You can weight the matches with information returned by the auxiliary functions.
For example,
SELECT ... ORDER BY length(offsets(foods_fts_tab)) DESC
will sort by the number of matching words.
You are asking for the number of word matches, but real search engines also use other information to compute relevancy scores. See the matchinfo() function in section 4.3 and the example in appendix A.
What are they and how do they work?
Where are they used?
When should I (not) use them?
I've heard the word over and over again, yet I don't know its exact meaning.
What I heard is that they allow associative arrays by sending the array key through a hash function that converts it into an int and then uses a regular array. Am I right with that?
(Notice: This is not my homework; I go too school but they teach us only the BASICs in informatics)
Wikipedia seems to have a pretty nice answer to what they are.
You should use them when you want to look up values by some index.
As for when you shouldn't use them... when you don't want to look up values by some index (for example, if all you want to ever do is iterate over them.)
You've about got it.
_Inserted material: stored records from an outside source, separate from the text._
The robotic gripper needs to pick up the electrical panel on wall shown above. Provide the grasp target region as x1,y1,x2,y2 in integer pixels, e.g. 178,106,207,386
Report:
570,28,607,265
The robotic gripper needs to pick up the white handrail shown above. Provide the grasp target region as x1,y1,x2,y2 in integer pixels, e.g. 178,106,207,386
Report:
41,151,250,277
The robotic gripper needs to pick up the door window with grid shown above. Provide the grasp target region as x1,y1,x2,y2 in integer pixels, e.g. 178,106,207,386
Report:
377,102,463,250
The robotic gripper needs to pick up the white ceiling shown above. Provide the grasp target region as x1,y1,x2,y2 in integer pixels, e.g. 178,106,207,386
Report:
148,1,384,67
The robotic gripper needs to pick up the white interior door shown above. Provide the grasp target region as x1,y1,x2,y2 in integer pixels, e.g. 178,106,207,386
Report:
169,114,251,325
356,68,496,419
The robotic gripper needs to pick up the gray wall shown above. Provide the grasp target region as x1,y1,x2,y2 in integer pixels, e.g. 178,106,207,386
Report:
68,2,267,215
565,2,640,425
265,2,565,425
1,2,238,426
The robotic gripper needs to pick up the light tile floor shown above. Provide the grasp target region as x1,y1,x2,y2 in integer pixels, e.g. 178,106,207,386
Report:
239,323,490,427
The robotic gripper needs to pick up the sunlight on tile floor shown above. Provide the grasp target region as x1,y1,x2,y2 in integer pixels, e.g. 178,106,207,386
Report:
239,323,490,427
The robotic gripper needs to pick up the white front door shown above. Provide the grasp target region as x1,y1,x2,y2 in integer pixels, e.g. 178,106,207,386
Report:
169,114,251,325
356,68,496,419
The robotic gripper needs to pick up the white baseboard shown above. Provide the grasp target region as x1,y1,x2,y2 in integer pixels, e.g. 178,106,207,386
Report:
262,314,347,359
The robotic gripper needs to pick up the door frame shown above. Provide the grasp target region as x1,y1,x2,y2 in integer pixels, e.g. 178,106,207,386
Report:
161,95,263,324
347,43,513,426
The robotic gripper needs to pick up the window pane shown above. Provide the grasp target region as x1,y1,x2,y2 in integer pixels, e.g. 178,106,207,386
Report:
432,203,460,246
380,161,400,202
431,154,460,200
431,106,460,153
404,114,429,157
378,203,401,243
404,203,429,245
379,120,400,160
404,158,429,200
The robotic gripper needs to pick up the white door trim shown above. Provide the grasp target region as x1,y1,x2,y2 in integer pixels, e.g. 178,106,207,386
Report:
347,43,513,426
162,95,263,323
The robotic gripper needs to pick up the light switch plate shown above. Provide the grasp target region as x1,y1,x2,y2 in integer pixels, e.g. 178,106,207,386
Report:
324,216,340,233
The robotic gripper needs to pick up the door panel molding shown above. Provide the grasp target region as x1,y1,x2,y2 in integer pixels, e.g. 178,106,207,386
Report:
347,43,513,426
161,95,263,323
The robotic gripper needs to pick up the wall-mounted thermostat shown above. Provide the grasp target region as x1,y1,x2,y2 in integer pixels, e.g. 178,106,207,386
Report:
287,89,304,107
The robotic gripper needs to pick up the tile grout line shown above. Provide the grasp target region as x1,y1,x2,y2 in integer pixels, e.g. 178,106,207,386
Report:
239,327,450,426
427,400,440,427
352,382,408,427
They're a very good way of mapping from arbitrary things (keys) to arbitrary things (values). The idea is that you apply a function (a hash function) that translates the key to an index into the array where you store the values; the hash function's speed is typically linear in the size of the key, which is great when key sizes are much smaller than the number of entries (i.e., the typical case).
The tricky bit is that hash functions are usually imperfect. (Perfect hash functions exist, but tend to be very specific to particular applications and particular datasets; they're hardly ever worthwhile.) There are two approaches to dealing with this, and each requires storing the key with the value: one (open addressing) is to use a pre-determined pattern to look onward from the location in the array with the hash for somewhere that is free, the other (chaining) is to store a linked list hanging off each entry in the array (so you do a linear lookup over what is hopefully a short list). The cases of production code where I've read the source code have all used chaining with dynamic rebuilding of the hash table when the load factor is excessive.
Good hash functions are one way functions that allow you to create a distributed value from any given input. Therefore, you will get somewhat unique values for each input value. They are also repeatable, such that any input will always generate the same output.
An example of a good hash function is SHA1 or SHA256.
Let's say that you have a database table of users. The columns are id, last_name, first_name, telephone_number, and address.
While any of these columns could have duplicates, let's assume that no rows are exactly the same.
In this case, id is simply a unique primary key of our making (a surrogate key). The id field doesn't actually contain any user data because we couldn't find a natural key that was unique for users, but we use the id field for building foreign key relationships with other tables.
We could look up the user record like this from our database:
SELECT * FROM users
WHERE last_name = 'Adams'
AND first_name = 'Marcus'
AND address = '1234 Main St'
AND telephone_number = '555-1212';
We have to search through 4 different columns, using 4 different indexes, to find my record.
However, you could create a new "hash" column, and store the hash value of all four columns combined.
String myHash = myHashFunction("Marcus" + "Adams" + "1234 Main St" + "555-1212");
You might get a hash value like AE32ABC31234CAD984EA8.
You store this hash value as a column in the database and index on that. You now only have to search one index.
SELECT * FROM users
WHERE hash_value = 'AE32ABC31234CAD984EA8';
Once we have the id for the requested user, we can use that value to look up related data in other tables.
The idea is that the hash function offloads work from the database server.
Collisions are not likely. If two users have the same hash, it's most likely that they have duplicate data.